La sociedad colombiana continúa impactada ante el caso de Emiliano Leal, un menor de dos años que perdió la vida a manos de su progenitor, Jorge Eduardo Leal.

En una reciente entrevista en el programa Séptimo día concedida desde el centro carcelario de Popayán, el responsable de este hecho expuso su versión sobre los acontecimientos que rodearon la muerte del infante y la tensa relación que mantenía con la madre del niño.
El relato del suceso y el factor del “accidente”
Al ser consultado sobre el motivo que desencadenó el crimen, Leal ofreció una declaración que ha causado impacto por su crudeza. Según el testimonio del condenado, el menor habría pronunciado una frase de una película infantil antes del desenlace.

Al respecto, Leal afirmó: “(Mi hijo) me dijo que debíamos irnos al infinito y más allá. Y yo cogí una almohada y se la puse y lo asfixié”.

A pesar de la naturaleza del acto, el entrevistado evitó asumir una carga moral de culpa. Durante el diálogo, insistió en que lo ocurrido no fue una acción premeditada en el sentido tradicional, sino un evento fortuito derivado de una crisis.
“Yo no tengo remordimiento de conciencia. Entonces, ¿de qué se va a arrepentir uno ahí? Si lo que me pasó fue un accidente”, sostuvo ante los micrófonos, reafirmando una postura de frialdad que mantuvo durante toda la intervención.
Conflictos familiares y manipulación
El victimario también dedicó una parte considerable de su declaración a señalar a la madre del menor, Nini Johana Rivera. Según su interpretación de los hechos, la dinámica de la pareja fue el detonante de la tragedia.
Leal sugirió que el desenlace fatal era algo que se venía gestando debido a presiones externas. “Ese accidente ya venía meses atrás. Yo estaba parado en la punta del barranco y ella me empujó”, declaró, utilizando una metáfora para describir su estado psicológico en aquel momento.

Asimismo, el hombre argumentó que el niño era utilizado como una herramienta de control dentro de la relación.
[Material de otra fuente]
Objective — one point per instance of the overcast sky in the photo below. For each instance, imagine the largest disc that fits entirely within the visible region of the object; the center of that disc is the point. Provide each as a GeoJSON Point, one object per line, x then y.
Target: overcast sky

En sus palabras, el menor de edad fue convertido en un instrumento para afectarlo emocionalmente: “Utilizó el niño como un objeto para manipularme a mí, porque detrás del niño venía yo”.
Contexto judicial y reacción social
Los hechos que motivaron esta entrevista ocurrieron en Popayán, donde la captura de Jorge Eduardo Leal generó una fuerte reacción civil.
En su momento, las autoridades debieron desplegar un operativo de seguridad considerable para evitar que la comunidad, enardecida por la gravedad del caso, linchara al sospechoso durante su traslado.

Tras el proceso judicial y un preacuerdo con la Fiscalía General de la Nación, Leal fue condenado a una pena de 30 años de prisión por el delito de homicidio agravado en julio de 2020.
Actualmente, cumple su sentencia mientras mantiene la tesis de que su falta de arrepentimiento se debe a una supuesta ausencia de conciencia sobre la voluntariedad del acto cometido contra su propio hijo.